Though it wasn't a woman or minority many had hoped for, area political gurus believe the conservative John Roberts could still change the constitutional balance of several key issues.
Political science Professor P.S. Ruckman says President Bush tonight said what was to be expected, especially his push for Roberts to be confirmed quickly.
Ruckman says Roberts' past ties to the president is typical for most Supreme Court picks.
However, the professor says it's too early to predict what ideologies could emerge from Roberts on the nation's top bench.
"You don't always get what you think you'll get, so I would say anyone who says they can expect this, this and this out of this person, they're dreaming more than anything else," Ruckman said.
The professor says if Roberts is voted in, the conservative could face a lot of heat from democrats, especially since Roberts could swing several key issues, like abortion, affirmative action and eminent domain.
"There’s certainly going to be controversy about the Republican Party, and his evident conservative politics.
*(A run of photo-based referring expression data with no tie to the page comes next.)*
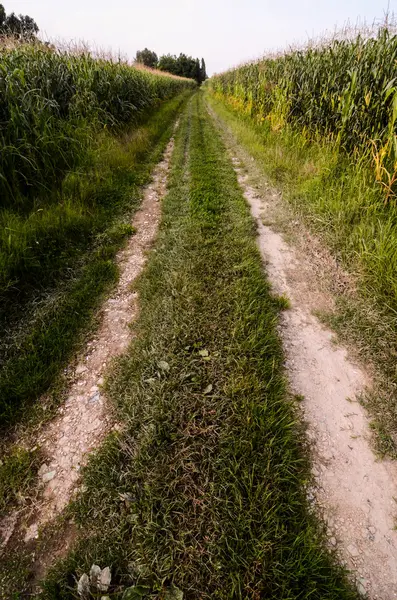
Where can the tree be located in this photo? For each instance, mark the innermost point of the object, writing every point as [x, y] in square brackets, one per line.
[147, 57]
[184, 66]
[22, 26]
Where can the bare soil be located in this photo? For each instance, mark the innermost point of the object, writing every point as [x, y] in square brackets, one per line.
[86, 417]
[352, 490]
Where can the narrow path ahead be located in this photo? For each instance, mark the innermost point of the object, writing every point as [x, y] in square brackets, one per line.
[355, 492]
[202, 495]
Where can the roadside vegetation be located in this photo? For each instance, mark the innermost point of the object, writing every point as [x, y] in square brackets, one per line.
[322, 123]
[79, 137]
[202, 493]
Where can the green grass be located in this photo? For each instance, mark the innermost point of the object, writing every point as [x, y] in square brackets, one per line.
[17, 473]
[339, 201]
[53, 103]
[60, 261]
[205, 487]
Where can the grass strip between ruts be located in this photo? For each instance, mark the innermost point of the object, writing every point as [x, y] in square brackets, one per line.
[205, 486]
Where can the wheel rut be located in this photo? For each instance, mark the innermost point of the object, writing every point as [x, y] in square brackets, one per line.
[353, 491]
[86, 418]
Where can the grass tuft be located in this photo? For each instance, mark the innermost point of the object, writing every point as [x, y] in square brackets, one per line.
[204, 489]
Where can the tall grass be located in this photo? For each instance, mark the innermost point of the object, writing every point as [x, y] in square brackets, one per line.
[79, 137]
[344, 90]
[322, 123]
[52, 103]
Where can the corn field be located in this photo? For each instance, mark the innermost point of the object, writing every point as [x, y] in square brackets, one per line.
[343, 90]
[53, 102]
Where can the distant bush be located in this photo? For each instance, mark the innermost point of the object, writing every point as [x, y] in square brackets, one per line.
[345, 90]
[52, 103]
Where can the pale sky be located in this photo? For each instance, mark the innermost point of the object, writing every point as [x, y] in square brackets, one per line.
[224, 32]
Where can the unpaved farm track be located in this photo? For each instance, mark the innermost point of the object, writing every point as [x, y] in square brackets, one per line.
[355, 493]
[85, 418]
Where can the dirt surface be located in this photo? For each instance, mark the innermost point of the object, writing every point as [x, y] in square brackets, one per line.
[353, 491]
[85, 418]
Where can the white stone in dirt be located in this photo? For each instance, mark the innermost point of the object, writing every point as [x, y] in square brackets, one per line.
[361, 488]
[32, 533]
[69, 438]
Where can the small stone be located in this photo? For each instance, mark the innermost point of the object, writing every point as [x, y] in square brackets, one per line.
[43, 469]
[48, 476]
[95, 397]
[328, 455]
[353, 551]
[32, 533]
[104, 580]
[95, 573]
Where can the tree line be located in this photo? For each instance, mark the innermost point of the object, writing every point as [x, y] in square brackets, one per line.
[182, 65]
[22, 25]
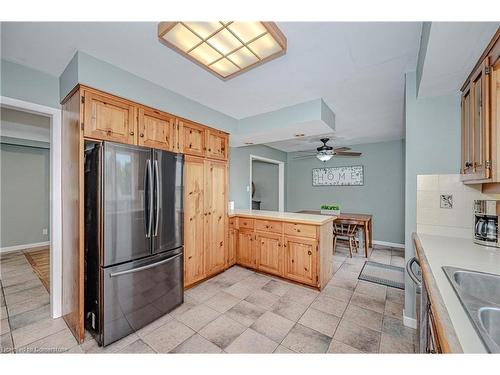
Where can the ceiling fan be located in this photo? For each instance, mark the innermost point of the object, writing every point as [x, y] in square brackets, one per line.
[325, 152]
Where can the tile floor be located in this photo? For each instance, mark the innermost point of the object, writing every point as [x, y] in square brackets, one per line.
[238, 311]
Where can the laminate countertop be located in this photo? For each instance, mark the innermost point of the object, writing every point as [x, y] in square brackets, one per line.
[437, 251]
[282, 216]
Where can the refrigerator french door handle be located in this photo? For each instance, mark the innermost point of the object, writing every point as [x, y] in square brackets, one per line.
[138, 269]
[150, 198]
[157, 181]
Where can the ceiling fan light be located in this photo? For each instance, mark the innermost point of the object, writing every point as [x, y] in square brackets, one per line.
[324, 157]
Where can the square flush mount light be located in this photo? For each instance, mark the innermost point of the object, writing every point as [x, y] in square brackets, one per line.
[225, 49]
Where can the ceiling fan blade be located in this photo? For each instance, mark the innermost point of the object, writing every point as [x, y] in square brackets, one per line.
[340, 149]
[348, 153]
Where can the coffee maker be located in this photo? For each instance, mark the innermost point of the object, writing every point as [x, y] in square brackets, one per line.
[486, 214]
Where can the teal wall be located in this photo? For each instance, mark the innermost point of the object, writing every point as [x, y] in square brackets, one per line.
[23, 83]
[265, 177]
[382, 194]
[109, 78]
[432, 147]
[239, 171]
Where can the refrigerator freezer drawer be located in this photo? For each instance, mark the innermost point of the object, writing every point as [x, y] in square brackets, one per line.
[139, 292]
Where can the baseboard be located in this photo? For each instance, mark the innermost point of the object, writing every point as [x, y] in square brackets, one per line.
[9, 249]
[390, 244]
[409, 322]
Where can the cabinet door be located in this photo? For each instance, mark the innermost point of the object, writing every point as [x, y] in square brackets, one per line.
[156, 129]
[270, 253]
[108, 118]
[300, 260]
[215, 219]
[245, 252]
[194, 220]
[193, 139]
[467, 132]
[216, 144]
[232, 246]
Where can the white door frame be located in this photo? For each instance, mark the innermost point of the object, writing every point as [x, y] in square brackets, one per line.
[55, 194]
[281, 180]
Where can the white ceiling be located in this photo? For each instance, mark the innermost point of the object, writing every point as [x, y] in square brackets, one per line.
[357, 68]
[452, 52]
There's also going to be a line of criticism that's focused on the fact that he's still another federal judge and that the court is already stacked with those kinds of people," Ruckman said.
Ruckman says Supreme Court picks have been voted in by congress 81 percent of the time.
However, the senate can postpone a vote for a Supreme Court nominee, and see that nominee withdrawn from consideration.
That last happened during the Reagan administration.
Before Sandra Day O’Connor retired, the Supreme Court nine justices were together 11 years, the longest in U.S. history.